Walk or cycle out of the reserve to the village's northern edge, to the Kerkhovense Molen. This historic wind-powered run mill is the bridge between forest and factory: it ground the bark to the fine, tannin-rich powder the tanneries used. It still stands; occasionally it opens to visitors. Even from outside it is a clearly readable piece of industrial history — the mill's structure, the buildings around it, the position above the stream that drove water-management infrastructure into being.

"Take the bark, grind it fine, soak the hide for months in pits of bark-stained water, and out the other end comes leather."

Stage 3: the small tanneries

Walk from the mill into the village along the line of the Stroom — the local stream. The earliest tanneries in Oisterwijk were small water-side operations clustered along this brook in the mid-1800s. Few of their buildings survive intact, but the street pattern of the older industrial quarter still reads the way it did: small workshops, terraced workers' housing, a road that follows the water rather than cutting straight.

If you have a good local map, you can pick out three or four sites where smaller tanneries once stood. Even where buildings have gone, plot lines and party walls remain.

Stage 4: the workers' streets

Cross into the streets immediately north of De Lind. Here you'll find rows of modest late-19th- and early-20th-century terraced houses built for the leather workers and their families. The houses are now sought-after middle-class addresses, but the pattern of brickwork, the standard plot widths and the corner shops still tell you who lived here.

Stage 5: the KVL site

Walk east to KVL. The eleven-hectare site is the climax of the trail. Wander the courtyards, look at the engine room from outside, find the loading dock and the line where the private rail siding ran. Several halls now hold cafés, studios and the EKWC ceramics centre; the spaces are accessible to walk through. The buildings are protected as national monuments.

End the walk on one of the KVL terraces. The afternoon sun on the brick gives you most of the atmosphere the workers must have felt, with much better coffee.

Stage 6: the patisserie test

The site's well-known patisserie is the only legitimate closing line. Buy a slice of something rich; sit outside. You have walked the entire leather century in one morning.

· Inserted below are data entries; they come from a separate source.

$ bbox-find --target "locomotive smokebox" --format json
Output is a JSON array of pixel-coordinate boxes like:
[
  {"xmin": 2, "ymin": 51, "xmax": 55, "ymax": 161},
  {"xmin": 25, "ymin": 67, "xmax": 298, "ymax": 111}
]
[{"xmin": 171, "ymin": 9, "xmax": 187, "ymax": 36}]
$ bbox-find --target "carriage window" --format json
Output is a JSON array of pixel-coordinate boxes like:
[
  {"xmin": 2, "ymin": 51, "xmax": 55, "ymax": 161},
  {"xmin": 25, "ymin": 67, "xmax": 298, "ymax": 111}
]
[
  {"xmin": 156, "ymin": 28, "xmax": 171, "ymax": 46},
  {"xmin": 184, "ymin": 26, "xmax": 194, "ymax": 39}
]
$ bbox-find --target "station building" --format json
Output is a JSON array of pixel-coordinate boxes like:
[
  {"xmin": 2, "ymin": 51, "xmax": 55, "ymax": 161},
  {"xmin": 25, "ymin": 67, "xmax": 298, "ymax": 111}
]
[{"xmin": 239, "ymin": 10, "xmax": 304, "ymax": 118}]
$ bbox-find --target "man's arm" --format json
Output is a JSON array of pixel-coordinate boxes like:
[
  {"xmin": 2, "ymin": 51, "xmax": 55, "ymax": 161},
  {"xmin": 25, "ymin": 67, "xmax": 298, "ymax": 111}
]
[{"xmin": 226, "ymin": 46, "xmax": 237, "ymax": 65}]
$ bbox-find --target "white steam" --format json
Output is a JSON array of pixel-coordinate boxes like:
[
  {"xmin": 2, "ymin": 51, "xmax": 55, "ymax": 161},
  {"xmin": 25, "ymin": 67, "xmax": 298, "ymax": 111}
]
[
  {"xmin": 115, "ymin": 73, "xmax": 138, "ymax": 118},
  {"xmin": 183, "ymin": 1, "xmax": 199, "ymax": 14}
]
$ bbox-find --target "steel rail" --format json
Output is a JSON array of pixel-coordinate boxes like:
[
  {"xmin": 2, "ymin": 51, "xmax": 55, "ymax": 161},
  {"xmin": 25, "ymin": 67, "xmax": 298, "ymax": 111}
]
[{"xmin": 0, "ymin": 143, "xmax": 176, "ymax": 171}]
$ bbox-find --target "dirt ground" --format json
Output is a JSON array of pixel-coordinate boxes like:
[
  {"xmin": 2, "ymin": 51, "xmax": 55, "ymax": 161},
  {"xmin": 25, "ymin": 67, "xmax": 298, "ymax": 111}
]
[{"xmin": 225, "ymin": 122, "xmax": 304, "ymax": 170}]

If you want to do this seriously. A printable map of the leather heritage trail is available from the tourist info point at the station. Local guided tours of KVL also run periodically and add detail you'd otherwise miss.

What it adds up to

The walk is a study in industrial geography: a single industry that needed the right woods, the right water, the right transport, the right buildings and the right labour, and that pulled all those elements together in one small Brabant village for the better part of a century. It also shows what a town can do with a closed industry — preserve the bones, fill them with new uses, and let the story keep being told.

Map

From woods to factory

  • Groot Speijck
    Oak coppice start.
  • Kerkhovense Molen
    Bark mill (approx).
  • De Lind
    Worker housing nearby.
  • KVL
    Factory site.

An industry told in eight kilometres

Forest to factory to coffee. That is the order.